Could you please provide me with reviews and knowledge about the DCT University located in Lucerne, Switzerland

Specifically on their 3 and 6 months programs:

*Certification in European Pastry & Chocolate*

Thanks


----------



## cheftoddmohr (Apr 17, 2009)

Has the school not given you information and/or references you can speak with?

Can you visit the school, talk to instructors and students? 

Most importantly, what is your plan AFTER culinary school? 
Having a diploma is nice, having a fulfilling JOB is even better.
What is their placement record?


----------



## bouabjian (Dec 10, 2009)

Actually they provided info about the course on their website, but how should I know if it is really a good school or not when all the schools post almost the same curriculum especially in Pastry?

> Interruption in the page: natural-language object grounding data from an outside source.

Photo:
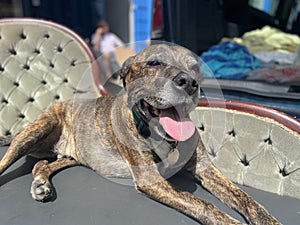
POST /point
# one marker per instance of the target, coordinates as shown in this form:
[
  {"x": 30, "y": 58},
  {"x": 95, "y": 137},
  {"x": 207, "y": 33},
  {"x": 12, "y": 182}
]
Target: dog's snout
[{"x": 186, "y": 82}]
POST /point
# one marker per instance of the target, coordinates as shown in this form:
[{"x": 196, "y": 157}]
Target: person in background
[{"x": 104, "y": 43}]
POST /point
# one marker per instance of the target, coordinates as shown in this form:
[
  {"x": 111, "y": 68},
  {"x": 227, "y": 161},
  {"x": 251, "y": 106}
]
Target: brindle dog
[{"x": 144, "y": 133}]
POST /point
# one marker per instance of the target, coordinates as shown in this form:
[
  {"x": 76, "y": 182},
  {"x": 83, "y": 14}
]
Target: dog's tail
[{"x": 5, "y": 140}]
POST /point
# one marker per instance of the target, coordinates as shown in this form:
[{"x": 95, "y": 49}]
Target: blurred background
[{"x": 250, "y": 46}]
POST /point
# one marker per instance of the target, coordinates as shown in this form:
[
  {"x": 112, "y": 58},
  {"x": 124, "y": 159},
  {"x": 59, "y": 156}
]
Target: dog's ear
[{"x": 124, "y": 70}]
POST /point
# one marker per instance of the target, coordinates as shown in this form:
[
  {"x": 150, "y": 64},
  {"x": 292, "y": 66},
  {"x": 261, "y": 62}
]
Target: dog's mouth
[{"x": 176, "y": 123}]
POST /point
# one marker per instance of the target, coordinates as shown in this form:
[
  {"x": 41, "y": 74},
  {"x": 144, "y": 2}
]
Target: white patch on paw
[{"x": 40, "y": 189}]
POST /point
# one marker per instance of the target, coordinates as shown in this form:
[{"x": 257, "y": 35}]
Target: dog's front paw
[{"x": 41, "y": 189}]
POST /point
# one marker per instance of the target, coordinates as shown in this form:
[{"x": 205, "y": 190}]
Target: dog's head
[{"x": 162, "y": 83}]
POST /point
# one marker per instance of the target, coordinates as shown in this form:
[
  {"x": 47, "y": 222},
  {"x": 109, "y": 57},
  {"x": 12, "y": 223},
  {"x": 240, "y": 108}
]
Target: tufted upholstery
[
  {"x": 41, "y": 62},
  {"x": 252, "y": 145}
]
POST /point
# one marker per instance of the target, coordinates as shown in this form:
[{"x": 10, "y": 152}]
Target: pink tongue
[{"x": 181, "y": 129}]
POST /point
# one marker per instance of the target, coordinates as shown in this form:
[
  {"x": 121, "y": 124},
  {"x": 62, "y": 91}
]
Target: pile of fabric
[{"x": 265, "y": 54}]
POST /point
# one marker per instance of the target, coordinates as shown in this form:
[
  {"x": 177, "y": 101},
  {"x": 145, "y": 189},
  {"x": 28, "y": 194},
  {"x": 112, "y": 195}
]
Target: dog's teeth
[{"x": 156, "y": 111}]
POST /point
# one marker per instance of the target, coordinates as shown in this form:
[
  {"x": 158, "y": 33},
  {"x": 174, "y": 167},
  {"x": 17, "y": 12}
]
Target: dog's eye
[
  {"x": 153, "y": 63},
  {"x": 196, "y": 68}
]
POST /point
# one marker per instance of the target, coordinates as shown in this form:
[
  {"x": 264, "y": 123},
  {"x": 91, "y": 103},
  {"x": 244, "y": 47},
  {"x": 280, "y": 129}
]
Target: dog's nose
[{"x": 186, "y": 82}]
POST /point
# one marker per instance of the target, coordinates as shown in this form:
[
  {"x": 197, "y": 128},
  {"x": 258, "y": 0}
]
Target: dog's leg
[
  {"x": 148, "y": 181},
  {"x": 215, "y": 182},
  {"x": 23, "y": 144},
  {"x": 41, "y": 189}
]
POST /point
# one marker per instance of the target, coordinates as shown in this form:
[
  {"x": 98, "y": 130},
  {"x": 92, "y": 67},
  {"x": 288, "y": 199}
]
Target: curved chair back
[
  {"x": 253, "y": 145},
  {"x": 41, "y": 62}
]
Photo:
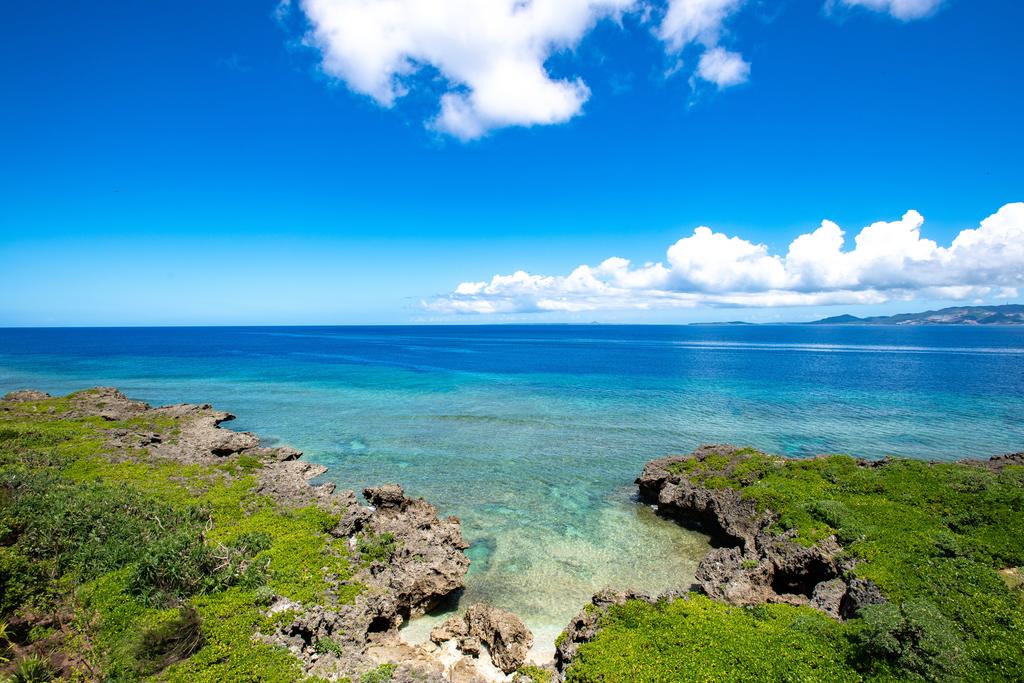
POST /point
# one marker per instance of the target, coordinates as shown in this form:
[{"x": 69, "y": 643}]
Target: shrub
[
  {"x": 33, "y": 669},
  {"x": 913, "y": 637},
  {"x": 328, "y": 646},
  {"x": 169, "y": 642},
  {"x": 382, "y": 674}
]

Visiting the school will be a bit difficult as I live in Egypt and the school is in Switzerland

My family owns a small workshop and two stores in Cairo. After culinary school I plan to develop and extend this project


----------



## cheftoddmohr (Apr 17, 2009)

Well, that's important information omitted. You live in Cairo, the school is in Switzerland. In that case, you're doing the right thing by searching the internet for personal reviews.

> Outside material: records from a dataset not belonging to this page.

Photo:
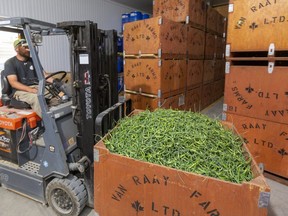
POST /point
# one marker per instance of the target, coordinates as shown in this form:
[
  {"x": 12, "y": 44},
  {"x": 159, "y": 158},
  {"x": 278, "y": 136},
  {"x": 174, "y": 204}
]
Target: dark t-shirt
[{"x": 24, "y": 70}]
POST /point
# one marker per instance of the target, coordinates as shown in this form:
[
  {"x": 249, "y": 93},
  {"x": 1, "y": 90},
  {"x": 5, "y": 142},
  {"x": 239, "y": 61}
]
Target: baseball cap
[{"x": 20, "y": 42}]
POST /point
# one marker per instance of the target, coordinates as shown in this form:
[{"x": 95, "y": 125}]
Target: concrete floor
[{"x": 13, "y": 204}]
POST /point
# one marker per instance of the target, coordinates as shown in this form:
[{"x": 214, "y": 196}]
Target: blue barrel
[
  {"x": 125, "y": 19},
  {"x": 120, "y": 44},
  {"x": 145, "y": 16},
  {"x": 135, "y": 15},
  {"x": 120, "y": 64}
]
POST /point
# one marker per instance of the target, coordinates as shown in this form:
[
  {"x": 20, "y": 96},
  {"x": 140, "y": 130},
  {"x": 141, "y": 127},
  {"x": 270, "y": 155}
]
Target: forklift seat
[{"x": 6, "y": 92}]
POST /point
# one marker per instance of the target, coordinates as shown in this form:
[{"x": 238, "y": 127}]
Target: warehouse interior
[{"x": 225, "y": 59}]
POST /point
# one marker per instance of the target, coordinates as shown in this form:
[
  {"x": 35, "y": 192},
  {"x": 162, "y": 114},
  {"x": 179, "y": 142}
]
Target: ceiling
[
  {"x": 141, "y": 5},
  {"x": 147, "y": 5}
]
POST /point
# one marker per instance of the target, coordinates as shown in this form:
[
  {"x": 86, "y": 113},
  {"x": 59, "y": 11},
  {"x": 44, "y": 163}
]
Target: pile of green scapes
[{"x": 182, "y": 140}]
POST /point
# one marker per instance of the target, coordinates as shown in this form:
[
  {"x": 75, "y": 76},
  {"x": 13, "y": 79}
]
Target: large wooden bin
[
  {"x": 266, "y": 140},
  {"x": 254, "y": 92},
  {"x": 192, "y": 11},
  {"x": 125, "y": 186},
  {"x": 253, "y": 25},
  {"x": 155, "y": 76},
  {"x": 156, "y": 36}
]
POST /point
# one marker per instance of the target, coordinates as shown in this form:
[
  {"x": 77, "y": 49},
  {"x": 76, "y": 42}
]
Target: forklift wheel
[{"x": 66, "y": 196}]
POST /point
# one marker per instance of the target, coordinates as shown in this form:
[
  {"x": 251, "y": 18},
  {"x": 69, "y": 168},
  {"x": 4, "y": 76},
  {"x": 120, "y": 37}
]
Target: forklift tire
[{"x": 67, "y": 196}]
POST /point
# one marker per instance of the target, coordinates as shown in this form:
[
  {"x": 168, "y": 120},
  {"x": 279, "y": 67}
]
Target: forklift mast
[{"x": 94, "y": 74}]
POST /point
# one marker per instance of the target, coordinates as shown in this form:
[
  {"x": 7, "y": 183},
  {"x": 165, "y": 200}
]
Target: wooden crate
[
  {"x": 152, "y": 102},
  {"x": 210, "y": 46},
  {"x": 209, "y": 70},
  {"x": 255, "y": 25},
  {"x": 207, "y": 95},
  {"x": 125, "y": 186},
  {"x": 194, "y": 73},
  {"x": 189, "y": 11},
  {"x": 153, "y": 76},
  {"x": 195, "y": 43},
  {"x": 156, "y": 36},
  {"x": 193, "y": 100},
  {"x": 252, "y": 91},
  {"x": 266, "y": 140},
  {"x": 219, "y": 72}
]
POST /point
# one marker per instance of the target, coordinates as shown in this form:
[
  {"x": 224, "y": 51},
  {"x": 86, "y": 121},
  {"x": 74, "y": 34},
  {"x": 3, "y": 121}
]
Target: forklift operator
[{"x": 22, "y": 76}]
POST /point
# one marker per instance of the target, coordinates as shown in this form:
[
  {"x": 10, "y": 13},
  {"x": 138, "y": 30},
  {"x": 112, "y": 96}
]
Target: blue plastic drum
[
  {"x": 145, "y": 16},
  {"x": 119, "y": 44},
  {"x": 135, "y": 15},
  {"x": 125, "y": 19},
  {"x": 120, "y": 64},
  {"x": 120, "y": 83}
]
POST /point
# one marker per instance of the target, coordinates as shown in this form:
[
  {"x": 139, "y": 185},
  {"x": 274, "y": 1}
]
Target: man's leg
[{"x": 31, "y": 99}]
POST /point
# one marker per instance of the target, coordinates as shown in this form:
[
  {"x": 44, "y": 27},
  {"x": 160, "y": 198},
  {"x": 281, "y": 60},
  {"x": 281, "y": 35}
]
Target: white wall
[{"x": 54, "y": 54}]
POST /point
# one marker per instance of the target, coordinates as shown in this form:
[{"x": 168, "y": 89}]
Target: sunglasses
[{"x": 23, "y": 43}]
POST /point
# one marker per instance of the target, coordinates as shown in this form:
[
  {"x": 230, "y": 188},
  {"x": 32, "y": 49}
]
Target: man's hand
[
  {"x": 12, "y": 79},
  {"x": 33, "y": 89}
]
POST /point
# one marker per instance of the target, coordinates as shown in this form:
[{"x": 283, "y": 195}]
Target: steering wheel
[{"x": 53, "y": 90}]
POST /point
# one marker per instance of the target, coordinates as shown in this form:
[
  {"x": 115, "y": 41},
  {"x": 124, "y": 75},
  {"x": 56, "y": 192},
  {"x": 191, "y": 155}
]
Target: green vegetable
[{"x": 182, "y": 140}]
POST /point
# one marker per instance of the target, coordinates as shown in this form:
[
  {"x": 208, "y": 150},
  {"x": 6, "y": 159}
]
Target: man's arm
[
  {"x": 50, "y": 79},
  {"x": 19, "y": 86}
]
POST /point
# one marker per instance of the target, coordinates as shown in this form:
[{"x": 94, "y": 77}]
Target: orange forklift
[{"x": 51, "y": 159}]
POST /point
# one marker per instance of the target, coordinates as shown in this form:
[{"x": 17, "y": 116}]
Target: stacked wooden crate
[
  {"x": 155, "y": 64},
  {"x": 256, "y": 90},
  {"x": 165, "y": 57}
]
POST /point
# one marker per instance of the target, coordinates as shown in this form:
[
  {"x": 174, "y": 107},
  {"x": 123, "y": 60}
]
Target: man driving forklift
[{"x": 22, "y": 76}]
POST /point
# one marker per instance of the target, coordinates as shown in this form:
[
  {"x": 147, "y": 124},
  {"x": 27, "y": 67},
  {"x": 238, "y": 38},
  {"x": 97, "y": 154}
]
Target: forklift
[{"x": 55, "y": 167}]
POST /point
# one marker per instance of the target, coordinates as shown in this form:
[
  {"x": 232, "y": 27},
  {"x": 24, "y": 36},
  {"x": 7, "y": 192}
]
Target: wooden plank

I'd ask the school for any references they have. Speak to some former students if you can via email or phone.

Sorry I can't help you further, I went to school in Baltimore, Maryland, USA.


----------



## theunknowncook (Dec 17, 2009)

If you are going to visit Switzerland, consider the *Richemont Craft School*.
Explore *ShawGuides* to see if any other schools might be of interest to you.
/img/vbsmilies/smilies/chef.gif


----------